The U.S. Justice Department is also gathering evidence in response to complaints that Google uses its market dominance to kill off or buy up competitors.

Ken Gude, the Save Journalism Project’s policy director, said Friday he worries investigators looking at details of Google’s practices will miss the big picture. “The most poorly understood aspect of the interaction between Google and the news business is that their fundamental business model is identical, ” Gude said during the Friday conference call.

Google and newspapers seek to attract the attention of readers and then sell ads around that content, he said. And because Google Chrome dominates internet search traffic and Google dominates the marketplace for internet advertising, Google has an unfair advantage that violates U.S. laws intended to free the market from monopolies.
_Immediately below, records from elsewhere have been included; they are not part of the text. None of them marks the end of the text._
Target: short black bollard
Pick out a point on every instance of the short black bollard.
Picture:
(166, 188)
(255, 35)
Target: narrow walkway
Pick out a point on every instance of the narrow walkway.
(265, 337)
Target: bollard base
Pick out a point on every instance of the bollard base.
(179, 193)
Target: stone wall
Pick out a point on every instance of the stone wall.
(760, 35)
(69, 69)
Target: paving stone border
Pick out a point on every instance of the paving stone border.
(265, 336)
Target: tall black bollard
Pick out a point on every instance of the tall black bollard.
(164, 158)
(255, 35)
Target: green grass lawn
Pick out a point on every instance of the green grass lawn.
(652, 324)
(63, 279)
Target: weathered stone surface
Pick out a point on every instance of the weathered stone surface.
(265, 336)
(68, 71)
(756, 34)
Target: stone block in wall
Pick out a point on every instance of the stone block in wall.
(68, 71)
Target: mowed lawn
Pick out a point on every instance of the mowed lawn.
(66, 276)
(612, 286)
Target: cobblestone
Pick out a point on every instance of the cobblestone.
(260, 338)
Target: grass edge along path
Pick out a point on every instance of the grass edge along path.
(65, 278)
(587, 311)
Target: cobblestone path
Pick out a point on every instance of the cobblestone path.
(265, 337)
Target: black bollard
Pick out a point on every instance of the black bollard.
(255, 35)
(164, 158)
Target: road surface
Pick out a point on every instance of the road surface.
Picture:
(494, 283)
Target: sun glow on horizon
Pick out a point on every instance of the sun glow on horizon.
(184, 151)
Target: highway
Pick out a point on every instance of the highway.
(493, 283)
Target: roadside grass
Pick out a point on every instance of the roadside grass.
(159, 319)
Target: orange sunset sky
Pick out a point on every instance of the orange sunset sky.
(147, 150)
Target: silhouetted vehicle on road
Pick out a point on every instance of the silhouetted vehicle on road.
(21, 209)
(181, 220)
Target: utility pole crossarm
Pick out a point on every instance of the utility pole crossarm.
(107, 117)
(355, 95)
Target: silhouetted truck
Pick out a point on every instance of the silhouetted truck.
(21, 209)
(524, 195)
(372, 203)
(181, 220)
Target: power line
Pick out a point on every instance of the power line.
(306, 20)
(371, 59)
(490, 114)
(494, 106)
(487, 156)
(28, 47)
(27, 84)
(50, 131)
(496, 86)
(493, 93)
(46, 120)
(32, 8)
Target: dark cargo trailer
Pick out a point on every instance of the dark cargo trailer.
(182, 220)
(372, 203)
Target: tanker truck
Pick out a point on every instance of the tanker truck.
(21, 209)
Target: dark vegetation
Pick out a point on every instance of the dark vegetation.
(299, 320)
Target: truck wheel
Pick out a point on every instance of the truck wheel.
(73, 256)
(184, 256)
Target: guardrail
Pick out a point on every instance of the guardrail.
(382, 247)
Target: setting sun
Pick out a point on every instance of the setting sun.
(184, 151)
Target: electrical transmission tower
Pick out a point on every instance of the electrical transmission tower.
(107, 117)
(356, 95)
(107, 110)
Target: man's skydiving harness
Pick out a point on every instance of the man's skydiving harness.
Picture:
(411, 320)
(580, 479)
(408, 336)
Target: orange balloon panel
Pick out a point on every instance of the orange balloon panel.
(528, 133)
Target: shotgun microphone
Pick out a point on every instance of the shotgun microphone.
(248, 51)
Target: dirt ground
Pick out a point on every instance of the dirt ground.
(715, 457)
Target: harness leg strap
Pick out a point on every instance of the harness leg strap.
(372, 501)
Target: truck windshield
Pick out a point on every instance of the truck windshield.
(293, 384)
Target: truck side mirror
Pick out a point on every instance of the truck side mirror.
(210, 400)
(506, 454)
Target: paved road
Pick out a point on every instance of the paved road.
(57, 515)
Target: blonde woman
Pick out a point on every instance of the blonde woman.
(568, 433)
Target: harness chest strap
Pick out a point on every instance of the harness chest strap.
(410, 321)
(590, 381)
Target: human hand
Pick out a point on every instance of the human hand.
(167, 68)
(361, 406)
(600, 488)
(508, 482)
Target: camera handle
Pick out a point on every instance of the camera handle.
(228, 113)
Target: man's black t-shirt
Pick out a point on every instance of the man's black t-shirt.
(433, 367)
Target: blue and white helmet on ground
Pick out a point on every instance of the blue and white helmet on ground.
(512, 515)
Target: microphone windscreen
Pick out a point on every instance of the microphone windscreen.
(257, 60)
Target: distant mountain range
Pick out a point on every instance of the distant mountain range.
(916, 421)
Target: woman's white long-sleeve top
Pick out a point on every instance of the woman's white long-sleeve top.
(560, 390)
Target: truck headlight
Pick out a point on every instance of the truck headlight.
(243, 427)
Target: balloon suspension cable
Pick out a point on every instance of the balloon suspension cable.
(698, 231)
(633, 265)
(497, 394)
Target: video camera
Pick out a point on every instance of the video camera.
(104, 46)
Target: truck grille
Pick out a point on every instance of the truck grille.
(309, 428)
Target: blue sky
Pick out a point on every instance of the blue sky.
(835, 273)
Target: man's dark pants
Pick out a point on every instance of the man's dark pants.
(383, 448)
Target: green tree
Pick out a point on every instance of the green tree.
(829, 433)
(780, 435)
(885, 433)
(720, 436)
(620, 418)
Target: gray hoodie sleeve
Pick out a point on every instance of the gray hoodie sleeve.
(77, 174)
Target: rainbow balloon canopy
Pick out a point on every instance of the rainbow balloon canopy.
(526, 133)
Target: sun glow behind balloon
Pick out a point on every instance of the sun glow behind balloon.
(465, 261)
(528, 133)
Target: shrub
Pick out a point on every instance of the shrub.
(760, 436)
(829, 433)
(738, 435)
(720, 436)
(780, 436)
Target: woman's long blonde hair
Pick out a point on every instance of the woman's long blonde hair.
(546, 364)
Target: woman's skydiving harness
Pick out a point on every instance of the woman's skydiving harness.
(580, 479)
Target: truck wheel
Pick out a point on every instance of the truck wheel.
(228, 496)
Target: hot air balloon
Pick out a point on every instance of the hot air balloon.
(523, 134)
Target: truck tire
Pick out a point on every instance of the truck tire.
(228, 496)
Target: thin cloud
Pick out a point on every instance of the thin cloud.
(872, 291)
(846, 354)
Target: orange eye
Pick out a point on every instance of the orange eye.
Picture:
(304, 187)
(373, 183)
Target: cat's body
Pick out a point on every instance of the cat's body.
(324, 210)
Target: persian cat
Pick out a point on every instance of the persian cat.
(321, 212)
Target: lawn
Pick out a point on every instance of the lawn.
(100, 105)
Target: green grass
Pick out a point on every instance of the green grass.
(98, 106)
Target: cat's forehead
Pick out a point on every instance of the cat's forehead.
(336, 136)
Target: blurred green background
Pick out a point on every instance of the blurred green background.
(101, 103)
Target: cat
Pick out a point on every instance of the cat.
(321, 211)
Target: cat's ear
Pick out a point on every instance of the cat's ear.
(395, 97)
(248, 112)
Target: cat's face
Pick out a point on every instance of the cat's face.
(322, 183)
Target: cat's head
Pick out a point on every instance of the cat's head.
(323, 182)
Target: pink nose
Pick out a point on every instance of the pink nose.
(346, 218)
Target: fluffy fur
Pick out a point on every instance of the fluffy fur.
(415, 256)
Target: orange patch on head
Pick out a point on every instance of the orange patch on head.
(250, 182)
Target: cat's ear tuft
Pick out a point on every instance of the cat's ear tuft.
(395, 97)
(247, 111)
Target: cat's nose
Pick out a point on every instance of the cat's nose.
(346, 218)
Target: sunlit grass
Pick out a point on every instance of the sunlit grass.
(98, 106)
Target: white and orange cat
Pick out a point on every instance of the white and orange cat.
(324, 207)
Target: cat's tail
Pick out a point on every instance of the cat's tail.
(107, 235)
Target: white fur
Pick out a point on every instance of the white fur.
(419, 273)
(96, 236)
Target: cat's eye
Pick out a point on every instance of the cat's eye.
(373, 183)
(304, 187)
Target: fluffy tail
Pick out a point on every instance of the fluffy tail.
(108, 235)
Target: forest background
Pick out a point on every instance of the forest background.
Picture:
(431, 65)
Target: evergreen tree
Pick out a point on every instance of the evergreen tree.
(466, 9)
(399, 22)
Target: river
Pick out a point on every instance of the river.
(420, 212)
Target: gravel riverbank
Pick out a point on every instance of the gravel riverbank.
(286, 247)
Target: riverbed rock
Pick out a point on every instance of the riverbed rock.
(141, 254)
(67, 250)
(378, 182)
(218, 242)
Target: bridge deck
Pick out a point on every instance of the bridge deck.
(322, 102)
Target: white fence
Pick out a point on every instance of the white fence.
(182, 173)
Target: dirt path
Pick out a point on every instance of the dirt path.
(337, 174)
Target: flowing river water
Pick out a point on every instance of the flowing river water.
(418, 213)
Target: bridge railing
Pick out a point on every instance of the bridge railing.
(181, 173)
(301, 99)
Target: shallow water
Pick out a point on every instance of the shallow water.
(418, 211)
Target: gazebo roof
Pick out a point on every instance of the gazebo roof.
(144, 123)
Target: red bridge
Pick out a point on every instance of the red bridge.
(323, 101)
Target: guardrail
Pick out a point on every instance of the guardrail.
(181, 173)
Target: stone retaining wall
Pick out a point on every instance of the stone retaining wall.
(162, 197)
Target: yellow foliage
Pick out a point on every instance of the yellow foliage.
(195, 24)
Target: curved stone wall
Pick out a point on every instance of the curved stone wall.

Whether Google intends to kill off the news industry or not, Gude said, recent changes to incognito searching on Google Chrome have made it easy for readers to circumvent paywalls on news websites, which cuts revenues that pay for journalism. By requiring publishers to use AMP (Accelerated Mobile Pages) in order to gain higher search rankings, Google controls data about users that it doesn’t share with publishers, which also hamstrings efforts to build paid subscription revenue. And Google’s recent announcement that it will phase out third-party cookies (reports on your visit to a site) will similarly gut publishers revenues from online subscribers and advertising.

Gude said Google News Initiative workshops and workshops to improve news organizations’ efforts to build revenue from subscribers is a $300 million drop dripped from Google’s revenue bucket. “We think in general that what Google is doing to try and throw out a pittance to news publishers is to buy itself cover for its large-scale actions that it takes to harm the news business.”